- Physical inactivity is the fourth leading risk factor for global mortality.
- Globally, 6% of deaths are attributed to physical inactivity.
- Physical inactivity is the main cause for approximately 21-25% of breast and colon cancers, 27% of diabetes and 30% of ischaemic heart disease burden.
- Increasing levels of physical inactivity are seen worldwide, in high-income countries as well as low- and middle-income countries.
- Infectious agents are responsible for almost 22% of cancer deaths in the developing world and 6% in industrialized countries.
- All sectors and all levels within governments, international partners, civil society, non-governmental organizations and the private sector have vital roles to play in shaping healthy environments and contributing to the promotion of physical activity.
Benefits of activity
- Increasing levels of physical activity bring health benefits across age groups.
- Physically active persons:
- have lower rates of: coronary heart disease, high blood pressure, stroke, diabetes, colon and breast cancer, and depression;
- have a lower risk of falling and of hip or vertebral fractures;
- are more likely to maintain a healthy weight.
- Both moderate and vigorous intensity physical activity bring health benefits
- Intensity refers to the rate at which the activity is being performed. It can be thought of as how hard a person works to do the activity.
- The intensity of different forms of physical activity varies between people.
- Depending on an individual's relative level of fitness, examples of moderate physical activity could include brisk walking, dancing or household chores.
- Examples of vigorous physical activity could be running, fast cycling, fast swimming or moving heavy loads.

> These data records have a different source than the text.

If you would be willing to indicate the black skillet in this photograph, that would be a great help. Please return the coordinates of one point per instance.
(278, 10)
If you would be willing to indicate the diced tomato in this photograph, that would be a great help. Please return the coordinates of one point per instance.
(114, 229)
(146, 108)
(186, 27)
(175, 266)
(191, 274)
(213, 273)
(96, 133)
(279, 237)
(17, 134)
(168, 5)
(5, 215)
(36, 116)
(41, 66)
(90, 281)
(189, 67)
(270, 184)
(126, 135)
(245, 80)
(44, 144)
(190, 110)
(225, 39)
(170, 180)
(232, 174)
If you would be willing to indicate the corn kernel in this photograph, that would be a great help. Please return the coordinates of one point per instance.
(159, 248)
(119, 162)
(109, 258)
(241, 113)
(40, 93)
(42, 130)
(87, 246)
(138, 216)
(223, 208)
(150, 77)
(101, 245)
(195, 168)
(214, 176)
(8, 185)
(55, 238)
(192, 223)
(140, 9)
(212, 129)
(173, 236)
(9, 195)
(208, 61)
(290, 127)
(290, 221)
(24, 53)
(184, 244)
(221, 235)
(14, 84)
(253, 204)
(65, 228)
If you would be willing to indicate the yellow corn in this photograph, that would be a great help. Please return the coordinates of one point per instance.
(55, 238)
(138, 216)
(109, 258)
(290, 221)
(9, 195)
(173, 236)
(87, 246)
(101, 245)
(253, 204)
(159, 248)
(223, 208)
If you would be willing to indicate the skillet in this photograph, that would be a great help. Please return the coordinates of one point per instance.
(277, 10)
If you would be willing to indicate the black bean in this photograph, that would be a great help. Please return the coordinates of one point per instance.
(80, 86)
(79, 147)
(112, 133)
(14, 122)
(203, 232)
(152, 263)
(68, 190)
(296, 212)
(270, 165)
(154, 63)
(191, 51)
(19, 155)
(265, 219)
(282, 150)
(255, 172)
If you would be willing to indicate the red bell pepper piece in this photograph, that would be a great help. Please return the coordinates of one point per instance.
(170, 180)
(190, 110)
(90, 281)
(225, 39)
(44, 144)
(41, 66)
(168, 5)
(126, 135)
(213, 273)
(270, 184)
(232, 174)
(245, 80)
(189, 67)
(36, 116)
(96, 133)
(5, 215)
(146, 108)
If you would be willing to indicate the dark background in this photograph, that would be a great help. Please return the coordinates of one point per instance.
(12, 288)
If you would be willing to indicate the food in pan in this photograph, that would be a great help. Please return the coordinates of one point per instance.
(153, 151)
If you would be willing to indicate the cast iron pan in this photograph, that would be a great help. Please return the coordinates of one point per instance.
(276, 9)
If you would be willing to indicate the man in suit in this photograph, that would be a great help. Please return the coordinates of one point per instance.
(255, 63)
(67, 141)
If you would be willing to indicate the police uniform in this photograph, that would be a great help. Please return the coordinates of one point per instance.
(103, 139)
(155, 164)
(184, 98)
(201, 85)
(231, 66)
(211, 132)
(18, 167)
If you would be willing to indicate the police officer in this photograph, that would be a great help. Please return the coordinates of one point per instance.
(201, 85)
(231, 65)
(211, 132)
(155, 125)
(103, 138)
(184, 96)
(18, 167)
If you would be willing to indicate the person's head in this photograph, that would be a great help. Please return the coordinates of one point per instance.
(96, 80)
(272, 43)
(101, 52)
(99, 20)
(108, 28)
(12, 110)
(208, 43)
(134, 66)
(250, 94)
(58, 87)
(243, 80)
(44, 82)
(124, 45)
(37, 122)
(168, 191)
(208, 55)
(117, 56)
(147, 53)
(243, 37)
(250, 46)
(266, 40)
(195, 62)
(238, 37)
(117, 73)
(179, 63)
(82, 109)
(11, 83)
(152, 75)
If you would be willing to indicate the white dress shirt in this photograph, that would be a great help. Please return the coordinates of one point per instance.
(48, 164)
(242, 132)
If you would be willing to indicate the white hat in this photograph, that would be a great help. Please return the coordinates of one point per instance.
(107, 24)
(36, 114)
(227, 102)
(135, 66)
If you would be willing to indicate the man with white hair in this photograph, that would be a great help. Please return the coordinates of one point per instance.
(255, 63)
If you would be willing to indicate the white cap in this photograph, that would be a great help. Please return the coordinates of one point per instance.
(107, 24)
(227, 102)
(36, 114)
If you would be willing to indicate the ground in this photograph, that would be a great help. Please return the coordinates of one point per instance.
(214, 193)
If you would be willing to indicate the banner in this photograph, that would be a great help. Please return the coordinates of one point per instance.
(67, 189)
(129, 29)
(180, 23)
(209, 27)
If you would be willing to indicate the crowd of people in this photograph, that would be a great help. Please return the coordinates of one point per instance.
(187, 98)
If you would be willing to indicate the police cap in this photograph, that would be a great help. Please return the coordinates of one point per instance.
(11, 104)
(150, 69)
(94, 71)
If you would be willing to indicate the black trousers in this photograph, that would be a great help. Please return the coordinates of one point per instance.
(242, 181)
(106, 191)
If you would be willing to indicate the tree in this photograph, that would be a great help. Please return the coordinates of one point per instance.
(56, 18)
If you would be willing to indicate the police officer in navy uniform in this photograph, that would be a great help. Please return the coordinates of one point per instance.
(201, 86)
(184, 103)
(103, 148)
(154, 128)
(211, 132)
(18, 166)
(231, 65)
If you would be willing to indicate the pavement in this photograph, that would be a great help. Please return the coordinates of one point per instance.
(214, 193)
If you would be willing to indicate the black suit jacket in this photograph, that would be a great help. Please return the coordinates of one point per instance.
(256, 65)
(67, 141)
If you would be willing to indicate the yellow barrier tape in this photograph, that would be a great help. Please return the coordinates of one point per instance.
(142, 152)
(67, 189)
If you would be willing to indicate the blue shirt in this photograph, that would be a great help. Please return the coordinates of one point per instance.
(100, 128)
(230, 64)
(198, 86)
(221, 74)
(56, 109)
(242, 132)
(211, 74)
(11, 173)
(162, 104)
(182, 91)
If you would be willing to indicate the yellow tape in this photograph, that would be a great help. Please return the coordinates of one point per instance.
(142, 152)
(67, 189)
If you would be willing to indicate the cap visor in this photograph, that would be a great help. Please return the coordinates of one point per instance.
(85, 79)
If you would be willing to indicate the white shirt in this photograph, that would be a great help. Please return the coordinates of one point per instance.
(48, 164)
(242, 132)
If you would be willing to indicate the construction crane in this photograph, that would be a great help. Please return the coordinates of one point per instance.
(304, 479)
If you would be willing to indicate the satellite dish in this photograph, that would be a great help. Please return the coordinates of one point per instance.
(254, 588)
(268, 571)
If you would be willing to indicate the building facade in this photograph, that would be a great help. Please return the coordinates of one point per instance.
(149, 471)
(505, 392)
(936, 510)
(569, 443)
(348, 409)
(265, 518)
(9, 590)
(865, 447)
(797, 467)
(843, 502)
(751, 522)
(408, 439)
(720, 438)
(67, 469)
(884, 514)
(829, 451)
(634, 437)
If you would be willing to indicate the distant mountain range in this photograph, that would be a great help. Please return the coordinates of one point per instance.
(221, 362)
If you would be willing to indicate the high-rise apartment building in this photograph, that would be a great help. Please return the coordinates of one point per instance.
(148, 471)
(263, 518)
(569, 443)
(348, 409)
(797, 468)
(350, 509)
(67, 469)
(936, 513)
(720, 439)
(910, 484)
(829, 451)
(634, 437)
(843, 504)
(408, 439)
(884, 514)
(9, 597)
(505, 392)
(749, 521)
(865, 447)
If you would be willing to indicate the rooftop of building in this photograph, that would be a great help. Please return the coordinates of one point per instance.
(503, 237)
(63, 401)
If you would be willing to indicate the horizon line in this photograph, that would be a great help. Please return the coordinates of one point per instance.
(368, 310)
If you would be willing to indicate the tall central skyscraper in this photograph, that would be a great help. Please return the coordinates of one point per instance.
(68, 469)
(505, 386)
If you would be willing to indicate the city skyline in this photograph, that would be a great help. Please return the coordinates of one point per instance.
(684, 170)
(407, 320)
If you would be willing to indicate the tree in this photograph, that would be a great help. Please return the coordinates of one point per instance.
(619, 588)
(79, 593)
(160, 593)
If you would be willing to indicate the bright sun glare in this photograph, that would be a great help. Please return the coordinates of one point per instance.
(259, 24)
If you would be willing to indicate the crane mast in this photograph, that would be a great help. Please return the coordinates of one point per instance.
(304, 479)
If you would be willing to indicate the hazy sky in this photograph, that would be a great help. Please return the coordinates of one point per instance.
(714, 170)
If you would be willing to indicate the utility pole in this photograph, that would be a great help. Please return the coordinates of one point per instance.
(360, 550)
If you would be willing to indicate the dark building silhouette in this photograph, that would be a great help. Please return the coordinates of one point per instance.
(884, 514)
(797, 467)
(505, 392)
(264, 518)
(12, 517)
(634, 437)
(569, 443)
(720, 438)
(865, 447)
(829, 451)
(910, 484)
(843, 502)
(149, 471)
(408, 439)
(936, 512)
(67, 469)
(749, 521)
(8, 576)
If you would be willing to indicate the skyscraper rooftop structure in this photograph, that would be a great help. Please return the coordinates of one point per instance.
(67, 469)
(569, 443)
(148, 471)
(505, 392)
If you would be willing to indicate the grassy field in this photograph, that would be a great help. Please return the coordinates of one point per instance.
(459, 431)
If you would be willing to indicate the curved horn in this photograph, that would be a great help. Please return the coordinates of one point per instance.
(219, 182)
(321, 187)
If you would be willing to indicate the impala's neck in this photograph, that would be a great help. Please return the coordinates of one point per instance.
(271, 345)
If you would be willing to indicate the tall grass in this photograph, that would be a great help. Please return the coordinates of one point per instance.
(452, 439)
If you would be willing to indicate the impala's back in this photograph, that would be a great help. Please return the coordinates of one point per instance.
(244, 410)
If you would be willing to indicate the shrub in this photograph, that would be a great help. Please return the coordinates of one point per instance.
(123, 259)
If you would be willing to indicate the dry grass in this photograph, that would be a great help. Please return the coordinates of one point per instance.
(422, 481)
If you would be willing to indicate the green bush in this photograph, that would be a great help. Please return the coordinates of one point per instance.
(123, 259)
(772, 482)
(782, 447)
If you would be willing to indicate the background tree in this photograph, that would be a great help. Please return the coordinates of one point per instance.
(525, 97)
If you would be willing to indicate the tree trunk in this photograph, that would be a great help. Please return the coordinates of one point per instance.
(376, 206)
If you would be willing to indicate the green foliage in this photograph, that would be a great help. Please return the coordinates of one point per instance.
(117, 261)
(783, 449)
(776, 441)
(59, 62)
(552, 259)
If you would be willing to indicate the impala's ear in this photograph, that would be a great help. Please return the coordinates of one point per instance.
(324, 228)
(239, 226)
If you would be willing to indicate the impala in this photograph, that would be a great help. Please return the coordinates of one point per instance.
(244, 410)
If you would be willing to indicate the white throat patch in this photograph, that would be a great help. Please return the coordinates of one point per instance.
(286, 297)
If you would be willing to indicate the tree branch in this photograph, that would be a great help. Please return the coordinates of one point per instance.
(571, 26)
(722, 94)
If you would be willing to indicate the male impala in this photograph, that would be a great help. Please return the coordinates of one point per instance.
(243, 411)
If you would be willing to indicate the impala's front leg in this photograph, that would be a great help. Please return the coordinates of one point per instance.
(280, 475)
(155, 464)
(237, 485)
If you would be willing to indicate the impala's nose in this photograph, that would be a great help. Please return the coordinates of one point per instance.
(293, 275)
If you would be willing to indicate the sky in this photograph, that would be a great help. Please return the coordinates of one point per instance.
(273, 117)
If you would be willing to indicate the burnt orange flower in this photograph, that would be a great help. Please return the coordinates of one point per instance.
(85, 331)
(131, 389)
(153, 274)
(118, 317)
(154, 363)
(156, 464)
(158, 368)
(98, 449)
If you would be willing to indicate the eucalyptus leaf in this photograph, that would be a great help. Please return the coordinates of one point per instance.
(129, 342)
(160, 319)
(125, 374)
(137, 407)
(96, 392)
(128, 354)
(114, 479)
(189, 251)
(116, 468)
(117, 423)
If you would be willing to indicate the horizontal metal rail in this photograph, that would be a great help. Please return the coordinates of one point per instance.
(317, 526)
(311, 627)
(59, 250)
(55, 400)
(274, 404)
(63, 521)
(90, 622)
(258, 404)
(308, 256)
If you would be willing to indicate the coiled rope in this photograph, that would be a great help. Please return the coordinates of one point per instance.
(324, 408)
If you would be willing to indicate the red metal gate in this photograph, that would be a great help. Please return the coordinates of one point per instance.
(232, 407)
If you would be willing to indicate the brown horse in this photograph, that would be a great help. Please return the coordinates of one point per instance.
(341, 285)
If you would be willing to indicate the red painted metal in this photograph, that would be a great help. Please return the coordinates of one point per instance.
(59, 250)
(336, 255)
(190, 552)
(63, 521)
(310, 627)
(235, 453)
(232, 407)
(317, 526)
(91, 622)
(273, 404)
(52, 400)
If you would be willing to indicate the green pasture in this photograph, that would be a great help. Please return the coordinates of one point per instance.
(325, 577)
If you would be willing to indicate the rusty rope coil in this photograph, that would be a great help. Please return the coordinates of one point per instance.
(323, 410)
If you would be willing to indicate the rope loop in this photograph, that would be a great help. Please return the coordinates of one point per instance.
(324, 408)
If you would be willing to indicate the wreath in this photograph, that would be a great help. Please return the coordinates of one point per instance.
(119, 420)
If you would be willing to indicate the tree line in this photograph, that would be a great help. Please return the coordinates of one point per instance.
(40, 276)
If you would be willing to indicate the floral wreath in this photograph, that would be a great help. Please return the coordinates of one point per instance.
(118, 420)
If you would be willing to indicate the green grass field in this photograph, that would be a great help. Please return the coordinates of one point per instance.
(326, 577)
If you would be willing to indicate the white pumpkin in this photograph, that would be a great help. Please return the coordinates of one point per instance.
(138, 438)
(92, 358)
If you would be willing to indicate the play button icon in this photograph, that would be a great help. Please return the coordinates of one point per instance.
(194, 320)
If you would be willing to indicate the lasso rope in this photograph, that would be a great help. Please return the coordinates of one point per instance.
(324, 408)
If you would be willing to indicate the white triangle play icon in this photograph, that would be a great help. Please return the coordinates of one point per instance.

- WHO provides recommendations for the optimal amounts of activity, but doing some physical activity is better than doing none.
5-17 years old
- People aged 5-17 should accumulate at least 60 minutes of moderate to vigorous physical activity daily. Amounts of physical activity greater than 60 minutes provide additional health benefits.
18-64 years old
- Adults aged 18-64 should do at least 150 minutes of moderately intense physical activity a week or at least 75 minutes of vigorous activity or an equivalent combination of moderate and vigorous activity.
- All activity should be performed in bouts of at least 10 minutes' duration.
Aged 65 and above
- The main recommendations for adults and older adults are the same.
- In addition, older adults with poor mobility should do physical activity to enhance balance and prevent falls three or more days per week.
- When older adults cannot do the recommended amount of physical activity due to health conditions, they should be as physically active as their abilities and conditions allow.
Inactive people should start with small amounts of physical activity and gradually increase duration, frequency and intensity over time.
Pregnant, postpartum women and persons with cardiac events may need to take extra precautions and seek medical advice before striving to achieve the recommended levels of physical activity.
Urban and environmental policies can have a huge potential to increase the physical activity levels in the population.
Examples of these policies include: ensuring that walking, cycling and other forms of active transportation are accessible and safe for all; or that schools have safe spaces and facilities for students to spend their free time actively.